Она беспокоилась не о часах, так как знала, что мать о них не забудет. Просто она надеялась, что ответ прояснит загадку и принесет покой в ее сбитую с толку маленькую душу.
Надежда не сбылась, конечно, по той причине, что размер несчастья не измеришь меркой стороннего наблюдателя, а только меркой человека, который этим несчастьем затронут. Утраченная корона для короля – вопрос огромной важности, но не имеет никакого значения для ребенка. Утраченная игрушка – огромное событие для ребенка, но в глазах короля это не та вещь, из-за которой стоит убиваться. Вердикт был достигнут, но основывался на вышеприведенной модели, и Сюзи было дано разрешение впредь измерять ее несчастья собственной рулеткой.
Я добавляю одну-две записи, касающиеся времени, когда Сюзи было семнадцать лет. Она написала пьесу, подражая греческой поэзии, и они с Кларой, Маргарет Уорнер и другими молодыми их приятелями сыграли ее перед очарованной аудиторией друзей в нашем доме в Хартфорде. Присутствовали Чарлз Дадли Уорнер и его брат Джордж. Они были нашими близкими соседями и близкими друзьями. Они расточали похвалы мастерству, с которым была написана пьеса. Джордж Уорнер зашел к нам на следующее утро и долго беседовал с Сюзи. Результатом беседы был вердикт: «Она самый интересный человек из всех, кого я когда-либо знал, обоего пола».

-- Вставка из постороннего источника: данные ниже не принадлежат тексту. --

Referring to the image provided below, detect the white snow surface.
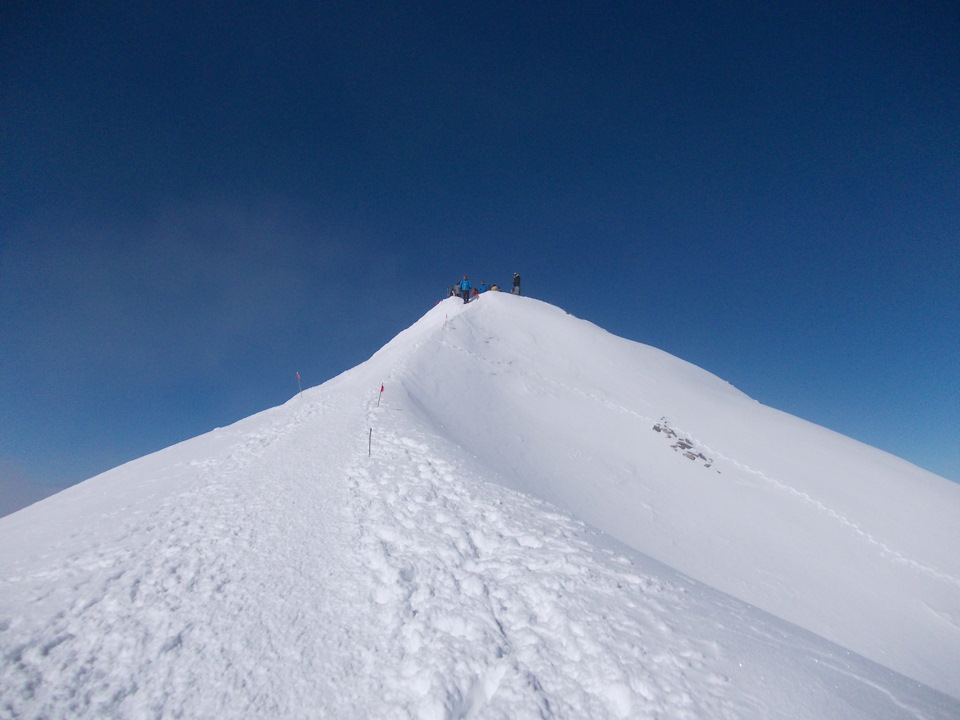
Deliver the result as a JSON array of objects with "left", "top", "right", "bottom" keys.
[{"left": 0, "top": 293, "right": 960, "bottom": 720}]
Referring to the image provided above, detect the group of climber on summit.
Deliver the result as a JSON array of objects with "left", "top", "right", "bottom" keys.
[{"left": 450, "top": 273, "right": 520, "bottom": 303}]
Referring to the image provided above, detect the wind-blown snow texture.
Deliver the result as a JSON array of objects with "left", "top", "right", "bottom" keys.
[{"left": 0, "top": 293, "right": 960, "bottom": 720}]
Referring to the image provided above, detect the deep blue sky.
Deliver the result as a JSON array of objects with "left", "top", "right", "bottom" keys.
[{"left": 0, "top": 0, "right": 960, "bottom": 512}]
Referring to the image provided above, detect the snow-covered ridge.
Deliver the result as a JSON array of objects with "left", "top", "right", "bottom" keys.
[
  {"left": 388, "top": 295, "right": 960, "bottom": 695},
  {"left": 0, "top": 294, "right": 960, "bottom": 719}
]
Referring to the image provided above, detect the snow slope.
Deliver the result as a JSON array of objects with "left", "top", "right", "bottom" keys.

Вот замечание дамы – кажется, это была миссис Чини, автор биографии своего отца, преподобного доктора Бушнелла: «Я сделала эту запись после одной из своих бесед с Сюзи: “Она знает все о жизни и ее смысле. Она не могла бы знать это лучше, даже если бы прожила ее до конца. Ее интуиция, умение рассуждать и анализировать, похоже, научили ее всему, чему я научилась за свои шестьдесят лет”».

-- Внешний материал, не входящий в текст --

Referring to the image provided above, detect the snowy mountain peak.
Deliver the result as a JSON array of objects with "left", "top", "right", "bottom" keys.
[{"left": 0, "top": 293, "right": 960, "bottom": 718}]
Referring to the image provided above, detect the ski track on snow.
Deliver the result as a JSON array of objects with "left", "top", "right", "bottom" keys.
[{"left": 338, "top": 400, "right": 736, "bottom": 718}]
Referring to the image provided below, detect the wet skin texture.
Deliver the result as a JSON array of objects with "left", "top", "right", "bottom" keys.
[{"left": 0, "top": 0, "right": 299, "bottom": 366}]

Вот ремарка другой дамы – она говорит о днях незадолго до смерти Сюзи: «В те последние дни она словно парила по воздуху, и ее походка отвечала той жизнерадостности ее духа и тому азарту интеллектуальной энергии и активности, которые ею владели».

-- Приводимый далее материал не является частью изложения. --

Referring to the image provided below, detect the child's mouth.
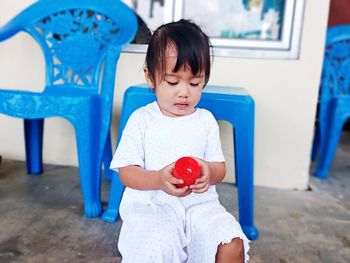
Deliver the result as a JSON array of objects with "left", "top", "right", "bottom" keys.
[{"left": 175, "top": 103, "right": 188, "bottom": 110}]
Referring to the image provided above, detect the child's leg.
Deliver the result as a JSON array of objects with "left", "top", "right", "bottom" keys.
[
  {"left": 215, "top": 237, "right": 244, "bottom": 263},
  {"left": 186, "top": 202, "right": 249, "bottom": 263},
  {"left": 118, "top": 205, "right": 187, "bottom": 263}
]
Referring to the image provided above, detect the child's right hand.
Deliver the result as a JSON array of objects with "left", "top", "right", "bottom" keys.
[{"left": 158, "top": 162, "right": 192, "bottom": 197}]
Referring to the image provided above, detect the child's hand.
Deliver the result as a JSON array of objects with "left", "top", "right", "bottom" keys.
[
  {"left": 190, "top": 157, "right": 211, "bottom": 193},
  {"left": 158, "top": 162, "right": 191, "bottom": 197}
]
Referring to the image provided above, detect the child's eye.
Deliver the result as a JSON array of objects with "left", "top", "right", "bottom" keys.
[{"left": 167, "top": 80, "right": 177, "bottom": 86}]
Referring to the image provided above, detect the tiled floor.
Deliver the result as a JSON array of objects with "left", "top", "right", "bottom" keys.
[{"left": 0, "top": 134, "right": 350, "bottom": 263}]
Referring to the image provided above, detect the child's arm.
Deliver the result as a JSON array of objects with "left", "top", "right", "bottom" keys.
[
  {"left": 190, "top": 158, "right": 226, "bottom": 193},
  {"left": 119, "top": 163, "right": 191, "bottom": 196}
]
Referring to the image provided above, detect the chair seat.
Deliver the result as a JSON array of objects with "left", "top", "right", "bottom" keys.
[
  {"left": 0, "top": 89, "right": 97, "bottom": 119},
  {"left": 0, "top": 0, "right": 137, "bottom": 217},
  {"left": 102, "top": 85, "right": 259, "bottom": 240}
]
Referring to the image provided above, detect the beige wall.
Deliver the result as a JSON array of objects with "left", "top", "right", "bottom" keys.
[{"left": 0, "top": 0, "right": 329, "bottom": 189}]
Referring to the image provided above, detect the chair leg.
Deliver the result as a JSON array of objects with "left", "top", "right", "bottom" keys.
[
  {"left": 75, "top": 122, "right": 102, "bottom": 217},
  {"left": 102, "top": 172, "right": 124, "bottom": 223},
  {"left": 311, "top": 123, "right": 321, "bottom": 161},
  {"left": 315, "top": 109, "right": 345, "bottom": 179},
  {"left": 234, "top": 119, "right": 259, "bottom": 240},
  {"left": 103, "top": 132, "right": 113, "bottom": 180},
  {"left": 24, "top": 119, "right": 44, "bottom": 174}
]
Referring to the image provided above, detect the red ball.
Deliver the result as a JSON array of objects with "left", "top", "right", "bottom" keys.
[{"left": 173, "top": 157, "right": 200, "bottom": 188}]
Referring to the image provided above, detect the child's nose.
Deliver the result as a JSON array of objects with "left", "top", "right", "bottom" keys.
[{"left": 179, "top": 85, "right": 189, "bottom": 98}]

Я возвращаюсь сейчас к точке, откуда сделал свое отступление. С самых ранних лет, как я уже указывал, Сюзи была привержена изучению явлений и самостоятельному их обдумыванию. Ее этому не учили, таково было устройство ее ума. В вопросах, касающихся честных и бесчестных поступков, она терпеливо вникала в детали и, конечно же, приходила к правильному и логичному заключению. В Мюнхене, когда Сюзи было шесть лет, ей не давал покоя повторявшийся сон, в котором фигурировал свирепый медведь. Всякий раз она просыпалась от этого кошмара страшно испуганной и с плачем. Она поставила себе задачу проанализировать этот сон. Вы подумаете, его причины? Его цель? Его происхождение? Нет – его моральную сторону. Вердикт, вынесенный ею после обстоятельного изучения, обвинял сон в односторонности и несправедливости: ибо (как она это выразила) «сама она там никого не ела, а всегда была той, кого едят».